The MRI was done July 1, 1998. It revealed "chronic compression deformity of T12," with no sign of a herniated or bulging disc. Dr. Cohen's July 27, 1998 office note states that the MRI revealed a kyphotic deformity. He again discussed surgery with the employee, which he noted was a major procedure. He recommended a CT scan of the employee's abdomen to discern the source of her cramps. She refused this option despite Dr. Cohen's belief that the fracture had healed and that a tumor could be causing her pain. He also recommended she get a second opinion.
The employee visited with Dr. Chan at UVA for a second opinion regarding causation. Dr. Chan's impression, documented in his September 4, 1998 letter, indicates the employee "has a compression fracture at T12, most likely due to the lifting accident and also most likely because of pre-existing osteopenia from post menopausal osteoporosis." He concluded, "I think her continued pain is the result of this fracture."
The commission affirmed the deputy's finding that the employee "did not unjustifiably refuse to undergo the recommended surgical procedure." On appeal, the employer does not maintain that she needed to undergo the surgery. It was a complicated procedure, and Dr. Cohen offered only a 60% rate of success. The employer maintains that the employee's refusal to undergo any of the three courses of treatment recommended by her treating physician was not justified.

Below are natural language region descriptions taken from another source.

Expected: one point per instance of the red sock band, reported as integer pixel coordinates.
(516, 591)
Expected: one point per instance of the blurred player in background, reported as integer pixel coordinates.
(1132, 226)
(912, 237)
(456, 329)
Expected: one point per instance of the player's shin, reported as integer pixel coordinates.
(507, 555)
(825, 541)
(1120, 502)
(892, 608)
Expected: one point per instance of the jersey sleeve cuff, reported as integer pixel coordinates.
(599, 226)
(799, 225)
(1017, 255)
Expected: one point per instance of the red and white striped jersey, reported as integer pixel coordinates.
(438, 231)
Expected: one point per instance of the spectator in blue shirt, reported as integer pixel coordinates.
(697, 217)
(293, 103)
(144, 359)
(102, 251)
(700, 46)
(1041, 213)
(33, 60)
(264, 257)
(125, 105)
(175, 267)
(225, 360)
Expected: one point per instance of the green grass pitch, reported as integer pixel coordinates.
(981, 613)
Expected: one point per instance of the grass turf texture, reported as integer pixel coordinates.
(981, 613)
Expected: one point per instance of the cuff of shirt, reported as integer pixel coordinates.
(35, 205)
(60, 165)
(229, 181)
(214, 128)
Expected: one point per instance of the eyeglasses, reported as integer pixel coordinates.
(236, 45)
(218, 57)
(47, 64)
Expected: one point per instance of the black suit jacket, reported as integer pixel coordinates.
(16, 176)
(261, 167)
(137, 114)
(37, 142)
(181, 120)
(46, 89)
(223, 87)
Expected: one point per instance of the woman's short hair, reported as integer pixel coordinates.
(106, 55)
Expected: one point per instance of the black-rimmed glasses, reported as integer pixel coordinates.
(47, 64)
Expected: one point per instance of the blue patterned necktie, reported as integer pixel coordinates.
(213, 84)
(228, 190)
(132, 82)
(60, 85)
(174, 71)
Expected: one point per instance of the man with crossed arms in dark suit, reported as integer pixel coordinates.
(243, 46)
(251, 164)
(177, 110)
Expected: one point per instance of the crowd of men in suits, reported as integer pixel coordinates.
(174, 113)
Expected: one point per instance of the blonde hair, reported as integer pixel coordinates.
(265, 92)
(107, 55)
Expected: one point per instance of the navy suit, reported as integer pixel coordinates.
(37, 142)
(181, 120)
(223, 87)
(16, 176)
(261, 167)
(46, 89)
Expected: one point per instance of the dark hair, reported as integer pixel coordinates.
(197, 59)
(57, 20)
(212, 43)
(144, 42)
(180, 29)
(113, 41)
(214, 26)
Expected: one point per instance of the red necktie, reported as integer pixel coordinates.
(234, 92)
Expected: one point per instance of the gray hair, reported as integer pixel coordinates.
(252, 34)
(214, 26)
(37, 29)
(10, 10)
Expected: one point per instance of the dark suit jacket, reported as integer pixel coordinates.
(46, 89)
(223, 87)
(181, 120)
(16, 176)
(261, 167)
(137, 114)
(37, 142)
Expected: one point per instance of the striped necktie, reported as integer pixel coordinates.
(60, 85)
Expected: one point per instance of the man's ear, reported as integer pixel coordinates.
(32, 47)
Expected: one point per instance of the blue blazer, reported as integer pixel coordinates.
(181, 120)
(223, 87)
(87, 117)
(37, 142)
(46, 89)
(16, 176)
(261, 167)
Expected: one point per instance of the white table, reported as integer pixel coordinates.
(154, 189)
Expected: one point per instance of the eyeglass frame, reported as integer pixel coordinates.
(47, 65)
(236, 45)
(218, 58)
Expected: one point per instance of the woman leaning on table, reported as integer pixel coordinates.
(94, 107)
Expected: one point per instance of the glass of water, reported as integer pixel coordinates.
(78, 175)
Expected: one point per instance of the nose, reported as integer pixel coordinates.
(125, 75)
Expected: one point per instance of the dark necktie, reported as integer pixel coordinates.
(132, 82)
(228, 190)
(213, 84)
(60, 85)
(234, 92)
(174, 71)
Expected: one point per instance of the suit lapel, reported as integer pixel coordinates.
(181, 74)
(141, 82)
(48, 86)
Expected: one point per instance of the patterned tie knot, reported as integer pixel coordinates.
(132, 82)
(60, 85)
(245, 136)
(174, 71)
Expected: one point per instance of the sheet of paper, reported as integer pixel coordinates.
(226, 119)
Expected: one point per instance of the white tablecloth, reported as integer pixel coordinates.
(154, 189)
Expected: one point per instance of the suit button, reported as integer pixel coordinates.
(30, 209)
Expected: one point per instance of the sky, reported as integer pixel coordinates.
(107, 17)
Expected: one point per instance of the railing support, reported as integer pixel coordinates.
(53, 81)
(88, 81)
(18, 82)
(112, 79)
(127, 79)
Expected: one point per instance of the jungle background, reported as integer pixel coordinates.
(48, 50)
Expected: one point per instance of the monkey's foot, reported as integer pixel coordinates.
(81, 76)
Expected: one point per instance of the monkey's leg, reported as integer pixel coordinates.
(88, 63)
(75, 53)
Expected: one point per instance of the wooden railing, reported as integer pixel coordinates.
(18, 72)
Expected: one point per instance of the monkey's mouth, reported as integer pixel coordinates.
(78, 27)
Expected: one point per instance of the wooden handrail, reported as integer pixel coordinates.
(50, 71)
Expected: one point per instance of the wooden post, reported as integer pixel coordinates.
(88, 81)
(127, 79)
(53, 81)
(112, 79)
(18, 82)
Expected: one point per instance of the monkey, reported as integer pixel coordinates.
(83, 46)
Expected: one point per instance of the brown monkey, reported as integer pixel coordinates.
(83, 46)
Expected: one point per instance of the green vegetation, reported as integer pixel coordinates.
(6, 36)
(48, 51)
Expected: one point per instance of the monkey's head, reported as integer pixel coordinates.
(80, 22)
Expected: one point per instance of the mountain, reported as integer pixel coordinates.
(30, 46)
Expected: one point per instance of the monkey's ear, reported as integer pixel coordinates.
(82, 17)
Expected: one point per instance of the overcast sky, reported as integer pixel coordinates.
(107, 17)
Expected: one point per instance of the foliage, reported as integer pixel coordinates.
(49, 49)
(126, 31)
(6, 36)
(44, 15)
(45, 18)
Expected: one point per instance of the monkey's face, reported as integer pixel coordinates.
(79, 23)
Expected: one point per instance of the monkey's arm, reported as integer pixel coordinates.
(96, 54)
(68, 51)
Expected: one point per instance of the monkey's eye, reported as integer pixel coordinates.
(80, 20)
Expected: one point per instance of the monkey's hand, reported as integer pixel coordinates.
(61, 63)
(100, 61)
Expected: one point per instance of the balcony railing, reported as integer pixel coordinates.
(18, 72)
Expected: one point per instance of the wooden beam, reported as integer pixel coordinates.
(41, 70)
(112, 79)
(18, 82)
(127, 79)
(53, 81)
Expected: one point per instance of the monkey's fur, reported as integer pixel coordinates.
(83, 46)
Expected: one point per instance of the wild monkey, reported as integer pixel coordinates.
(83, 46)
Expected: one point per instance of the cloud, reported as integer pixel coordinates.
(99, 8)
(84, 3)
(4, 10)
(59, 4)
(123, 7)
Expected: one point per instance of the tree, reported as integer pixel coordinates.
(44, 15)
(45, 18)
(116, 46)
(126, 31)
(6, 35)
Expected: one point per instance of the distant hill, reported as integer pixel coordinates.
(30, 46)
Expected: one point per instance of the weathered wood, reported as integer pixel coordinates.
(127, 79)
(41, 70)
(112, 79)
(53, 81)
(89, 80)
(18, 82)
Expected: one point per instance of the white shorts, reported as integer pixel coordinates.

Workers' compensation benefits are conditioned upon the employee's undergoing necessary medical treatment to place the cost of treatment on the employer and restore the employee's health enabling her to return to work. Davis v. Brown Williamson Tobacco Co., 3 Va. App. 123, 128, 348 S.E.2d 420, 422 (1986) ("the Commission . . . [must] focus upon the purpose of the legislature in requiring the employer to furnish andobligating the employee to receive medical attention" (emphasis added)). Where the employee refuses prescribed treatment and such refusal results in an aggravation of, or impediment to the cure of, the disability, the employee has not taken reasonable steps to limit the employer's liability. Id. at 128-29, 348 S.E.2d at 423.
The employee refused to undergo any of the recommended treatments: surgery, bone scan, or pain management. It does not serve the purposes of the Act for the employee to collect benefits but sit idle and refuse every course of recommended medical treatment that could improve her condition. The employee's refusal to have the surgery was justified considering her age, the seriousness of the procedure, and the poor odds of its success. But she also refused the bone scan, which would have permitted the doctor to diagnose the cause of her continuing pain. Finally, she refused to get pain management treatment to reduce or minimize her pain. The employee cannot say no to every avenue of treatment.
We affirm the commission's award of benefits to the employee during her periods of disability, December 22, 1997 through April 19, 1998 and June 29, 1998 and continuing, and its decision that she is not entitled to benefits from April 20, 1998 through June 28, 1998, because she was released to light duty and did not market her residual capacity. However, we reverse the decision that the employee was justified in refusing medical treatment because the commission did not determine whether her refusal to undergo the bone scan or pursue pain management was justified. Accordingly, we affirm in part, and reverse and remand in part for further proceedings consistent with this opinion.
The employee denied she refused to undergo the bone scan. She claimed Dr. Cohen told her the procedure was not necessary and recommended she have it later. The commission did not indicate if their decision was based on believing the employee's version and discrediting the doctor's version.
Affirmed in part, and reversed and remanded, in part.